3. Enhance community engagement and awareness: Conduct community-based awareness campaigns to educate women and their families about the importance of maternal health services and the available options. This can be done through community meetings, radio programs, and the use of local influencers and community health workers.

4. Address socioeconomic barriers: Implement strategies to address the socioeconomic barriers that prevent women from accessing maternal health services. This may include providing financial incentives or subsidies for transportation, reducing out-of-pocket expenses for services, and implementing targeted interventions for vulnerable populations, such as women with low education or living in poverty.

5. Strengthen data collection and monitoring: Improve the collection and analysis of data on maternal health service utilization, including disaggregated data by socioeconomic factors such as wealth index, educational status, and residence. This will help identify areas of inequity and monitor the impact of interventions over time.

By implementing these recommendations, it is expected that access to maternal health services in the Oromia region of Ethiopia will be improved, leading to better health outcomes for women and their newborns.
AI Innovations Methodology
To improve access to maternal health in the Oromia region of Ethiopia, here are some potential recommendations:

1. Strengthening Health Infrastructure: Increase the number of health centers and hospitals in rural areas to ensure that women have access to quality maternal health services closer to their homes.

2. Mobile Health Clinics: Implement mobile health clinics that can travel to remote areas, providing essential maternal health services to women who have limited access to healthcare facilities.

3. Community Health Workers: Train and deploy community health workers who can provide basic maternal health services, education, and referrals in underserved areas.

4. Health Education and Awareness: Conduct targeted health education campaigns to raise awareness about the importance of maternal health services and address cultural and social barriers that prevent women from seeking care.

5. Financial Support: Implement programs that provide financial support to women from low-income backgrounds, covering the costs associated with maternal health services, transportation, and medications.

To simulate the impact of these recommendations on improving access to maternal health, a methodology could include the following steps:

1. Data Collection: Gather baseline data on the current utilization of maternal health services in the Oromia region, including information on the number of women accessing services, their demographic characteristics, and the geographic distribution of healthcare facilities.

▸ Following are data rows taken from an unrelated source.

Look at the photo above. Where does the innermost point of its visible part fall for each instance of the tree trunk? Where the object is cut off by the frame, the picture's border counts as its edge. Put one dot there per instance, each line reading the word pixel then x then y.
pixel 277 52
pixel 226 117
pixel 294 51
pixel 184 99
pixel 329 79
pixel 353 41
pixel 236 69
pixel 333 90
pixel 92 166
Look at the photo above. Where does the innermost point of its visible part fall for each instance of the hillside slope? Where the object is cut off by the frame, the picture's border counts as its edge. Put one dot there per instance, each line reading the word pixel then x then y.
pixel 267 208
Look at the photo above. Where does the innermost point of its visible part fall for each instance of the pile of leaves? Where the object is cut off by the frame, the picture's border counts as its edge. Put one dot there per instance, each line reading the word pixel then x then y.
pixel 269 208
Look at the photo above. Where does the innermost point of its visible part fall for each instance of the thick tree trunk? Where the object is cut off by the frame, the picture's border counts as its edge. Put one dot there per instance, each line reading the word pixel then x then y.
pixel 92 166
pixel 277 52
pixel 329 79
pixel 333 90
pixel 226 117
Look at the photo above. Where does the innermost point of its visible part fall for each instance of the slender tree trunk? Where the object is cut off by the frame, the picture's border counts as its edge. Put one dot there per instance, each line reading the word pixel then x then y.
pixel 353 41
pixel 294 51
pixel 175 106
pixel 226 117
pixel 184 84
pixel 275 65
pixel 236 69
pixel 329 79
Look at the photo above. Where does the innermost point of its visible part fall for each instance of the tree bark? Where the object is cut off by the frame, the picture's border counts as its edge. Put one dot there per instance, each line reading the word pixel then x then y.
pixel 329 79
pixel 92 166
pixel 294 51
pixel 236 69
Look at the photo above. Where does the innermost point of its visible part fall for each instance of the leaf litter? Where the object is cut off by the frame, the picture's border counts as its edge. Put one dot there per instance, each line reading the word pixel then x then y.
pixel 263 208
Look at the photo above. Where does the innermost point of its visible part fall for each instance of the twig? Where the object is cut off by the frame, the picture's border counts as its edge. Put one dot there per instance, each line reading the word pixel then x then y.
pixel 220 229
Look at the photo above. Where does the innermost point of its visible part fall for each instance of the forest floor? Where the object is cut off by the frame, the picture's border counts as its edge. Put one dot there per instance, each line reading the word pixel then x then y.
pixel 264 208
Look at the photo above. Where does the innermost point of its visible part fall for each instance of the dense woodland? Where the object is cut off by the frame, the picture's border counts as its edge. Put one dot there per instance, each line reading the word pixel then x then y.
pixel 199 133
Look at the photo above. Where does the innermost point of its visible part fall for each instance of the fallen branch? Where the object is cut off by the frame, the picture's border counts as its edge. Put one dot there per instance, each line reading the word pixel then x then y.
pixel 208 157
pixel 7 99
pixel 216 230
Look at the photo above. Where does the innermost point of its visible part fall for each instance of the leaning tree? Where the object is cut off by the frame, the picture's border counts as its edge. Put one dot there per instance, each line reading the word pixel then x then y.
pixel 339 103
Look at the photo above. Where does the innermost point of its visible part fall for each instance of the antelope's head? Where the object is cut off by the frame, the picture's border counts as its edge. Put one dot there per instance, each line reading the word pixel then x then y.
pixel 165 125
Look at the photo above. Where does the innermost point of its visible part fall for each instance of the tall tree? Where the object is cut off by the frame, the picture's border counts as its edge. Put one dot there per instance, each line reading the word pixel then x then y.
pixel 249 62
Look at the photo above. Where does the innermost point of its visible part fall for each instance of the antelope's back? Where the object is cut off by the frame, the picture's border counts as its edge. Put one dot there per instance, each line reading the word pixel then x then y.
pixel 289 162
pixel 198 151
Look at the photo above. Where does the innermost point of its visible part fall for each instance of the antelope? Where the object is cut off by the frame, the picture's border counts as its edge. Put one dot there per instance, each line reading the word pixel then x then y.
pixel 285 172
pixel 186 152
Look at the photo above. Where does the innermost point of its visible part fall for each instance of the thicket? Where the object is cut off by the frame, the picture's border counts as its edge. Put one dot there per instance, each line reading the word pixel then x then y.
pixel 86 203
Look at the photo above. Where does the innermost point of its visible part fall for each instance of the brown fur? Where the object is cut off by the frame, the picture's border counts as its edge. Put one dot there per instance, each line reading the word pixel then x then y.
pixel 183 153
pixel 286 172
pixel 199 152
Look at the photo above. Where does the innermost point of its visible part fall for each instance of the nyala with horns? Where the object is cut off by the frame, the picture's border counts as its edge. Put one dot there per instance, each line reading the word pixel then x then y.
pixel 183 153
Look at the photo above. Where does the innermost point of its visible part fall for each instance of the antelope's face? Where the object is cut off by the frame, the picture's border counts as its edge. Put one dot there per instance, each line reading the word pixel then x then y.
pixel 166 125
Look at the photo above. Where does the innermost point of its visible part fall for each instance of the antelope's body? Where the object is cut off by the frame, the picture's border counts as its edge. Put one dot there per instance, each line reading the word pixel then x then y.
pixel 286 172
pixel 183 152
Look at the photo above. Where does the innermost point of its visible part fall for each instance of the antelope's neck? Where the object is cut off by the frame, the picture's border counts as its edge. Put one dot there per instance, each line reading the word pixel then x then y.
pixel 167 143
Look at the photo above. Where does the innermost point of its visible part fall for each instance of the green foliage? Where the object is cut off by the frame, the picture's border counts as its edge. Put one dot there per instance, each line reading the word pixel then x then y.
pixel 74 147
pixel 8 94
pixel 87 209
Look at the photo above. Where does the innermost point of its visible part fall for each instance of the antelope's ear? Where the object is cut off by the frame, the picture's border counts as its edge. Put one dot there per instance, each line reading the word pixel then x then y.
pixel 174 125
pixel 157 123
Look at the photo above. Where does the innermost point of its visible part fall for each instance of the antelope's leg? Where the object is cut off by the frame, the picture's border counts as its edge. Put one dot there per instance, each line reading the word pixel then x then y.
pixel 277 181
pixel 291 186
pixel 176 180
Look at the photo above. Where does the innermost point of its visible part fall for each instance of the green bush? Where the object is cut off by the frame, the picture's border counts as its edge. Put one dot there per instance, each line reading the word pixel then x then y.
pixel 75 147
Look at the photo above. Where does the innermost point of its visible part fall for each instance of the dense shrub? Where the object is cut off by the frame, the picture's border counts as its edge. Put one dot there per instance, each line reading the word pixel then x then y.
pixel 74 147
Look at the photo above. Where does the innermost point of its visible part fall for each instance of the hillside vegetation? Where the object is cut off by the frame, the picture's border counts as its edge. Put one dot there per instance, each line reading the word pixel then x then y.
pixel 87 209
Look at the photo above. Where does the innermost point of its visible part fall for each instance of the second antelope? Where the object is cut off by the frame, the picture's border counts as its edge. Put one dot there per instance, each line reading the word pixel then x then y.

2. Modeling: Develop a simulation model that incorporates the potential impact of the recommendations mentioned above. This model should consider factors such as population size, distribution of healthcare facilities, and the effectiveness of interventions.

3. Scenario Analysis: Run different scenarios within the simulation model to assess the potential impact of each recommendation on improving access to maternal health. This could involve adjusting variables such as the number of health centers, the coverage of mobile health clinics, the number of community health workers, and the reach of health education campaigns.

4. Data Analysis: Analyze the simulation results to determine the projected changes in access to maternal health services under each scenario. This analysis should include measures such as the increase in the number of women accessing services, the reduction in geographic barriers, and the improvement in equity across different socioeconomic groups.

5. Policy Recommendations: Based on the simulation results, provide policy recommendations that prioritize the most effective interventions for improving access to maternal health in the Oromia region. These recommendations should consider the feasibility, cost-effectiveness, and sustainability of each intervention.

By using this methodology, policymakers and stakeholders can make informed decisions about which interventions to prioritize and allocate resources towards, ultimately improving access to maternal health services in the Oromia region of Ethiopia.